The Hammer and Anvil of Creation

Think back to the last time you created something new.  How long ago was it?  Perhaps it was this morning when you made breakfast.  Perhaps you are lucky enough to have a job that requires creativity.  Or maybe you have not created anything of significance in a good long while.  The act of creation can be thrilling or terrifying.  On one hand, turning our ideas into reality feels good.  On the other hand, creation comes with the social risks of criticism and failure.

For many people, life is centered around the daily grind.  Repetitive, predictable, safe, the daily grind has its place in getting things done with a minimum of mental anguish.  When the grind gets too monotonous, we daydream, which kindles creativity and relieves our boredom.

I am a maker.  I seek the satisfaction of creating something with my own thoughts and fingers despite the risk of criticism.  In fact, I frame criticism as an essential element of feedback, which is simply information about what you have created.  Using feedback, you can decide if things are good enough or need to change in some respect.  Feedback is the hammer and anvil of creation.

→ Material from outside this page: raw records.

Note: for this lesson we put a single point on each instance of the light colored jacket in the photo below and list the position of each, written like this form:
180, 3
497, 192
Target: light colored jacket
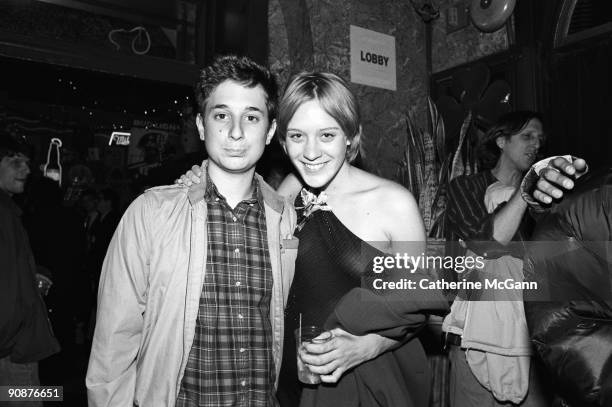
150, 290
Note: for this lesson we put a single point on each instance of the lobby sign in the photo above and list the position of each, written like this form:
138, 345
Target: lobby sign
372, 58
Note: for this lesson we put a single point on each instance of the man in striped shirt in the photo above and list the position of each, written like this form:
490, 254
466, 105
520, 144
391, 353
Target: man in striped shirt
507, 151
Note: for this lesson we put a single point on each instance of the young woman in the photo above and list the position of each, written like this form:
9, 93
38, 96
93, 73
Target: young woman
346, 216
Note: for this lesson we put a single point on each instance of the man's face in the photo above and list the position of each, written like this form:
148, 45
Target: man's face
235, 127
521, 149
14, 171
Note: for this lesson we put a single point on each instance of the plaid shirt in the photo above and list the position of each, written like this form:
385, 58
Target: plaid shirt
231, 361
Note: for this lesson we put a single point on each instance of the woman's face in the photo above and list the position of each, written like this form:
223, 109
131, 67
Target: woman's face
315, 144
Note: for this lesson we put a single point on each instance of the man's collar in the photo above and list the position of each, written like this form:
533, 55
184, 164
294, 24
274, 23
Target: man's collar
271, 198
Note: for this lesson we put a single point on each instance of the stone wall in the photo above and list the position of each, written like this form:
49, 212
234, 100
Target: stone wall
314, 34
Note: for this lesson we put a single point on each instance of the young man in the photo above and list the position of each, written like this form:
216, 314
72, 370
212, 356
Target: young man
25, 331
509, 149
194, 283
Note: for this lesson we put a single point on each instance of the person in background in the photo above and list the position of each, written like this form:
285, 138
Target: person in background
570, 316
26, 336
58, 243
507, 151
102, 229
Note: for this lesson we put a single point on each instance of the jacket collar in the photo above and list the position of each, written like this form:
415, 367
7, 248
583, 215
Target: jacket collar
271, 198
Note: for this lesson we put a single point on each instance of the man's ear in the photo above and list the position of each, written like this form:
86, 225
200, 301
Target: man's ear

For inspiration, I like to think big, and mythology offers a rich supply of big ideas.  Take Hephaestus, the Greek god of fire and volcanoes.  Taking a quick look at the pictures in this article, you will notice that the primary tools of this god are the hammer and anvil.  Together they induce feedback on some item of heated metal until it becomes something useful.

While looking for pictures of Hephaestus, I learned a few things.  This god was ugly.  His face was unshaven and dark with soot.  His chest and arms were huge, but his legs were weak and his foot crippled.  This is not the typical image of a god, yet his power was in his ability to create.  While he made many items for himself, he was also generous with his creations, giving them to the gods as well as to mortals.

Likewise, the act of creation is ugly.  Early results are lacking.  Feedback is required to know what to improve.  Once enough feedback is applied, the results can be enjoyed by many.

Since launching StoryTime, a dozen people have played The Mission.  A handful have given feedback, and I have read every word.  Thank you for sharing your thoughts.  Those are ideas I need to shape my plans.

Obviously, this is early days for the game, and things are still quite ugly.  For one, there are no pictures, aside from my mugshot on the Library page.  For another, the game is still a bit rough, without enough detail to ensure that most understand what is going on.  (Hmm, what are the Golden Bars, by the way?)  Also, the game is quite short, and there’s only one to play.

So why would I release a product that still needs so much work?  Since you have read this far, you already know the answer.  Releasing gave me a chance to collect feedback.  Now, not only do I have a sample of opinions about the game, I also have information about the paths people chose through the game, and how long people spent playing.  Also the most critical feedback was whether anyone would bother to play at all.  So far so good.

Here’s a bit of fun to look forward to.  In the coming months, I will be adding a Writing Desk that will allow people to create and contribute their own choose-your-destiny stories.  I am also working on ways to add pictures.